2 つの NIC を持つ物理 VM ホスト サーバーを配置するのは少し奇妙に思えます (そのホストには必要な数のサーバー/アプリケーション サーバーが保持されます)
- それは単一障害点である
- そして、それが正しいとは思えない(うまくいくはずなのに)
一方、ホストの 1 つに vNic を作成し、その IP を両方のファイアウォールにマッピングすることもできます。
router > wan_firewall_dmz > vNic to server > dmz_firewall_lan
> 以前のオプションに比べてセキュリティの印象は薄れ、何らかの理由で、DMZ のアイデアが「恋しい」ような気がします。
あれは正しいですか?
私が見逃しているものは何でしょうか?
答え1
サーバー/アプリケーションをホストするには、DMZ 内に物理サーバー/ホストを配置する必要がありますか?
「おそらく」--それは仮想化に対するあなたの偏執狂的または信頼のレベルに依存します。
新しい DMZ を実装する場合、通常は別の vLAN を切り出してそこに DMZ サブネットを配置し、実質的に DMZ の仮想スイッチを作成します。
仮想化ソフトウェアが vLAN を台無しにしないことを信頼できる場合は、VM ハイパーバイザー上に仮想スイッチを作成し、それを DMZ vLAN にドロップして、分離するホストをその仮想スイッチに接続できます。
仮想スイッチを個々の物理 NIC に割り当てることができます (タグなしトラフィックを送信し、スイッチ ポートを適切な vLAN にドロップします)。または、ほとんどの VM システムでは、ハイパーバイザーをスイッチの「トランク ポート」に接続し、すべての vLAN トラフィックをタグ付きスイッチに送信して、スイッチで整理することができ
ます。

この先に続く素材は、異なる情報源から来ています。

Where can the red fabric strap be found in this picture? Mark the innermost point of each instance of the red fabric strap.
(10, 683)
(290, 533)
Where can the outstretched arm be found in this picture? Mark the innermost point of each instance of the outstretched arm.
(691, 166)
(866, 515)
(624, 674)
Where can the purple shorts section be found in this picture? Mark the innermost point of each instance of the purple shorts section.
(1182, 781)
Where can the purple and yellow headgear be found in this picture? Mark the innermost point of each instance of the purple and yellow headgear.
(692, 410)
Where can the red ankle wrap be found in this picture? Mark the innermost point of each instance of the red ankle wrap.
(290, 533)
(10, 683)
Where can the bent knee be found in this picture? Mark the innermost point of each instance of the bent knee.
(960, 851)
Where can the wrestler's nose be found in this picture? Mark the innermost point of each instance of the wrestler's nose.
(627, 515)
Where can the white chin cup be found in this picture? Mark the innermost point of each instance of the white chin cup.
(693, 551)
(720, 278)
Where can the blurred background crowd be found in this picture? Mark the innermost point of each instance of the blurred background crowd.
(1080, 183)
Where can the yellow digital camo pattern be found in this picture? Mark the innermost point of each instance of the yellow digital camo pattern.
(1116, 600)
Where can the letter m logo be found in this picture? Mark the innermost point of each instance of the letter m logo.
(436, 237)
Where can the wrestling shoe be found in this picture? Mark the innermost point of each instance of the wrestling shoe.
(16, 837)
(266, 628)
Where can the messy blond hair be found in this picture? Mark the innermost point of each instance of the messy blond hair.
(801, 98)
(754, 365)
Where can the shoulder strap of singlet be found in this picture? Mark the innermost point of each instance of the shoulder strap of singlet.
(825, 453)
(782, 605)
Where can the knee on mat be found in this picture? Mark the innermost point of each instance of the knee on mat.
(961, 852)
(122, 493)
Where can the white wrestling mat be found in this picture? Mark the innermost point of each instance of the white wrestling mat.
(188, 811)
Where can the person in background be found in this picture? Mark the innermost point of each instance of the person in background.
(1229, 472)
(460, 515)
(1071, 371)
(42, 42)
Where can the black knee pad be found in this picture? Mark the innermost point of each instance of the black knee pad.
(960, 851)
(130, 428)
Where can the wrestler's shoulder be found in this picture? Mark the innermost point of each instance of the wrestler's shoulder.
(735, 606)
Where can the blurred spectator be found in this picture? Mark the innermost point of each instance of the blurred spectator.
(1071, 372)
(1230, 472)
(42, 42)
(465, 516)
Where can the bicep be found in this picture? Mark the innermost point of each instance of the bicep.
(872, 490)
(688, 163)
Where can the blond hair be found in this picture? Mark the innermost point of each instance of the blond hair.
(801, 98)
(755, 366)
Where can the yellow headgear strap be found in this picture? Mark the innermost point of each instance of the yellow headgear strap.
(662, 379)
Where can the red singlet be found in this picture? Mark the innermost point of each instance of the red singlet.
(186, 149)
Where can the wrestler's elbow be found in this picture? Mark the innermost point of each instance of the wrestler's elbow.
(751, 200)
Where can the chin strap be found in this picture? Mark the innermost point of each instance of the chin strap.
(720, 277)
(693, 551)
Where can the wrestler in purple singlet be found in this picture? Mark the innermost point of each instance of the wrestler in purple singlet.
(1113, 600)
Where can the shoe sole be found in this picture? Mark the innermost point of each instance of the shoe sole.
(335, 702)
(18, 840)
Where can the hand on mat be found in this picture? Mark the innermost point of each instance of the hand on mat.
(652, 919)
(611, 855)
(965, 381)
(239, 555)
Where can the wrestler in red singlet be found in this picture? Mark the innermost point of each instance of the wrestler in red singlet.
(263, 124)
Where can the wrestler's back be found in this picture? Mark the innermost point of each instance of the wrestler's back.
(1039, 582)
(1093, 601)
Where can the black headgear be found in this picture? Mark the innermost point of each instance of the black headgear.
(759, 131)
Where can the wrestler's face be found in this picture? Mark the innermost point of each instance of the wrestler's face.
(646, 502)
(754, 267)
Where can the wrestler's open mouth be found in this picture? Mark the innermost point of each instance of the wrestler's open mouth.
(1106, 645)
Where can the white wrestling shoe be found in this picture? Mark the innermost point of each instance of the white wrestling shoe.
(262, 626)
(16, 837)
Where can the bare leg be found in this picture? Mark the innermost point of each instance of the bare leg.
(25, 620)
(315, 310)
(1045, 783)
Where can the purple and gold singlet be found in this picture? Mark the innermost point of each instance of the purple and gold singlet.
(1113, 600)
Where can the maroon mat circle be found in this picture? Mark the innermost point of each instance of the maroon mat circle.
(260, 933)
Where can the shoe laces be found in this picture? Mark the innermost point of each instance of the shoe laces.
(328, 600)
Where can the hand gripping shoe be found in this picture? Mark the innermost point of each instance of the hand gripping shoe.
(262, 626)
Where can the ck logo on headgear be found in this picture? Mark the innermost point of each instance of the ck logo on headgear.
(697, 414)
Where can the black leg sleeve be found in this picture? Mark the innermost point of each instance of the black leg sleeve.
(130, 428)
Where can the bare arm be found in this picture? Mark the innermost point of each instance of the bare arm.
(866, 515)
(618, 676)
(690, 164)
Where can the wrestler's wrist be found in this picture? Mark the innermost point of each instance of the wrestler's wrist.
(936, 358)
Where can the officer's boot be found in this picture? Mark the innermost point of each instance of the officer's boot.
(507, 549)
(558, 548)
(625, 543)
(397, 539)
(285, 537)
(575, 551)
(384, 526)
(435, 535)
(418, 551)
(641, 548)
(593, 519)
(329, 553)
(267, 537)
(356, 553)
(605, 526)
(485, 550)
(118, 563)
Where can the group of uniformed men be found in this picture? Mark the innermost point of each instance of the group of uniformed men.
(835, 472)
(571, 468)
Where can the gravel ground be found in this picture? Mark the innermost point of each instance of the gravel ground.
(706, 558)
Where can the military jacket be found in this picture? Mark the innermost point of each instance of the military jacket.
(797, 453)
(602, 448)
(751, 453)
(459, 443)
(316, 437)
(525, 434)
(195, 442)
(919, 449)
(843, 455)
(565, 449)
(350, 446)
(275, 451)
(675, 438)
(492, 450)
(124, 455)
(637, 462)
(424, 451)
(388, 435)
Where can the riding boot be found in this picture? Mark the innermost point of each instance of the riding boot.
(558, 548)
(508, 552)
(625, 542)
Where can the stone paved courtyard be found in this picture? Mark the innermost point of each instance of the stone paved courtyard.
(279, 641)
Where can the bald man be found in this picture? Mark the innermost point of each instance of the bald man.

単一障害点は、通常の方法 (リンク アグリゲーション、ハイパーバイザーに適した仮想マシン フェイルオーバーなど) で排除され、全体的なメンテナンスの負担はまったく増加しません。vLAN の設定は 1 回限りです。
答え2
DMZ に物理ホストは必要ありません。これは、VLAN 定義、またはできれば仮想環境から DMZ ネットワークへの専用の物理ネットワーク インターフェイス (pNICS) によって実現できます。